Now that I am a teacher, I guess this charm, authority and maybe the innocent wanting to be on the better of side of a teacher is still at work. Good for me, I guess. I wouldn’t have it any other way as I have and will always be a fan of the entire system of gift giving–shopping, wrapping, giving, and opening of gifts. I simply find joy in simple act of receiving or giving a gift no matter how modest the gift itself is. Add to that the simple element of surprise of (supposedly) not knowing what’s inside the packaging.
Which brings me to this this next statement: Christmas wish lists are nonsense.
Wish lists work on the premise that to avoid frustrations in receiving gifts, one writes what he wants and the giver will simply choose among them.
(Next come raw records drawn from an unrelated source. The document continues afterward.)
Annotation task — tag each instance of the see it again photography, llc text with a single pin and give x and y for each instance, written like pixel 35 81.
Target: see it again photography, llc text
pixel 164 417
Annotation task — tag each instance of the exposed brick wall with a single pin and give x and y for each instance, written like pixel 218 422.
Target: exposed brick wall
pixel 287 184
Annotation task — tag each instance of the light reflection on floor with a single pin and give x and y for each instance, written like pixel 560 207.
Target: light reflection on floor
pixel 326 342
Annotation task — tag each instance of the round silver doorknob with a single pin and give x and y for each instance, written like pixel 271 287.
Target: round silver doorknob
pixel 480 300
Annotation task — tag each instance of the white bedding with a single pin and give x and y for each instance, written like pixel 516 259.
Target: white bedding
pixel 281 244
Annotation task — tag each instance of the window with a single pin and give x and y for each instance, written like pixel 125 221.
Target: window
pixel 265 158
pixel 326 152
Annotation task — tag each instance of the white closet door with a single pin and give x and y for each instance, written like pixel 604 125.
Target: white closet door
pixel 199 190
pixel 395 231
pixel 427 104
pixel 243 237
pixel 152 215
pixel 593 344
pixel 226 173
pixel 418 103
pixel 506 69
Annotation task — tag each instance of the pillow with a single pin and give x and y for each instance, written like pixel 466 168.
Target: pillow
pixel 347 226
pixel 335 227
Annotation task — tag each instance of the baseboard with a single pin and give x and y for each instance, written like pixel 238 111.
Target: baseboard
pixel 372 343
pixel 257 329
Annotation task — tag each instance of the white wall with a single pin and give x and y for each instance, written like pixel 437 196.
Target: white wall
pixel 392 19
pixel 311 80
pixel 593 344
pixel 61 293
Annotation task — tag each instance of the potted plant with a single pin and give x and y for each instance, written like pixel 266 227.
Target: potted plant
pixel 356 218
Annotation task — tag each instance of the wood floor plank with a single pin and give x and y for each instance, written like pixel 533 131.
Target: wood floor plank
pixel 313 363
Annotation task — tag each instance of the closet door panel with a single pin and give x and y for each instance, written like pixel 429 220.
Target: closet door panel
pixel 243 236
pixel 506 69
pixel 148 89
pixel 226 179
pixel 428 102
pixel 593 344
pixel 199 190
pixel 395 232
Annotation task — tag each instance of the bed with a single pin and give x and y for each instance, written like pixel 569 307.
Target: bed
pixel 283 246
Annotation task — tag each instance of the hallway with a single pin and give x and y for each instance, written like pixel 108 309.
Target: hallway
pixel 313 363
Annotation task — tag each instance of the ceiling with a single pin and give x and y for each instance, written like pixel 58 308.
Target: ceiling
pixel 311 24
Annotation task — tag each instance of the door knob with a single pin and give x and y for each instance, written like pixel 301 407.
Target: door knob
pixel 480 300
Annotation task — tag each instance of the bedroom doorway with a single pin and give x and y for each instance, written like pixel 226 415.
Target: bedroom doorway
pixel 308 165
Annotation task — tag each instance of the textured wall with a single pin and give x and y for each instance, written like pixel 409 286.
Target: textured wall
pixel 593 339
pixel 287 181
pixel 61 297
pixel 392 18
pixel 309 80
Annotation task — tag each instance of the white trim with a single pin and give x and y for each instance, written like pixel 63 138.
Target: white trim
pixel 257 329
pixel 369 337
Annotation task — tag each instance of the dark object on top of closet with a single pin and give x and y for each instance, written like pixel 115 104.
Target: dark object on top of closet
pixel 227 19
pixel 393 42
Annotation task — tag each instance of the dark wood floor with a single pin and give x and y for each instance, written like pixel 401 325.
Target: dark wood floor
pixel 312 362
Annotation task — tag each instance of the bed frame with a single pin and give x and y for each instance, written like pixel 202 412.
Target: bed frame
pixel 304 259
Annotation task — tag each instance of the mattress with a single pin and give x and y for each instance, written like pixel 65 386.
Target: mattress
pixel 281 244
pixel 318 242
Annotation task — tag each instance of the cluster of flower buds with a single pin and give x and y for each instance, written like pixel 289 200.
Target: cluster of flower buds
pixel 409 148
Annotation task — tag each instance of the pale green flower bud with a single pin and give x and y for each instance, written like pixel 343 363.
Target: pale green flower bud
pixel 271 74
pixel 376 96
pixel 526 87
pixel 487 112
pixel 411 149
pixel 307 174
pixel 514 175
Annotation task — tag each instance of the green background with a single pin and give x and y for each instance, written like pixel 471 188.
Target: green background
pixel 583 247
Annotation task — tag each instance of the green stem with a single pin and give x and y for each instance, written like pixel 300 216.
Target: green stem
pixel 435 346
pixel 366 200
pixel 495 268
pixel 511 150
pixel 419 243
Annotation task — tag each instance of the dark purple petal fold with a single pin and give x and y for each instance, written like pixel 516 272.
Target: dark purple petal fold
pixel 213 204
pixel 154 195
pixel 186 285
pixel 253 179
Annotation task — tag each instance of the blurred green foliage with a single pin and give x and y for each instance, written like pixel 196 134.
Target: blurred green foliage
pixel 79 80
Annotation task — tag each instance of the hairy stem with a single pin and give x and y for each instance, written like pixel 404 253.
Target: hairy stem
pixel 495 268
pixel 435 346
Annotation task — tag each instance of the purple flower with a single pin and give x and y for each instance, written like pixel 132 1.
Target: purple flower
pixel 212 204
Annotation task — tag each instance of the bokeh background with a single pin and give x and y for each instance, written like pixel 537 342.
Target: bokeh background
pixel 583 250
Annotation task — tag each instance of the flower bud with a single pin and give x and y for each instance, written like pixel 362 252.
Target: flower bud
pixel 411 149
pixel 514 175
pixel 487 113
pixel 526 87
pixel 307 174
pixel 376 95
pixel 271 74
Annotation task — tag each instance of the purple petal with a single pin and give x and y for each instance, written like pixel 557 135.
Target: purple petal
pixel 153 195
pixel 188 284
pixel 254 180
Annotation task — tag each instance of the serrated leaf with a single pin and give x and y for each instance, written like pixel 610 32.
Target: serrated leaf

Though the premise is logical, it becomes impractical and unecessary. Why not give that someone the money to buy what he wants and forget about all the wrappings and surprises since the receiver knows what he will be receiving anyway (or at least things he might receive)?
Gift giving is all about sharing, thoughtfulness, mystery and surprise. It is not about getting what we want. We can hope for what we want but it all lies in the hands of the giver. Part of the giver’s responsibility then is thinking creatively WHAT SOMEONE NEEDS BUT WILL NOT BUY FOR HIM/HERSELF (Penny, Big Bang Theory). Naturally however, there will be times when we won’t like what we receive and times when we will immensely like what we receive–this is what makes gift giving exciting and fun.
Then again, this is just me and my old-school thinking. I, myself, couldn’t and wouldn’t complain as being a teacher gives me a lot of chances on the won’t-like-will-like dichotomy of gift giving. Check out my car’s trunk on my students’ Christmas party.
See why I can’t complain?😀 Happy holidays!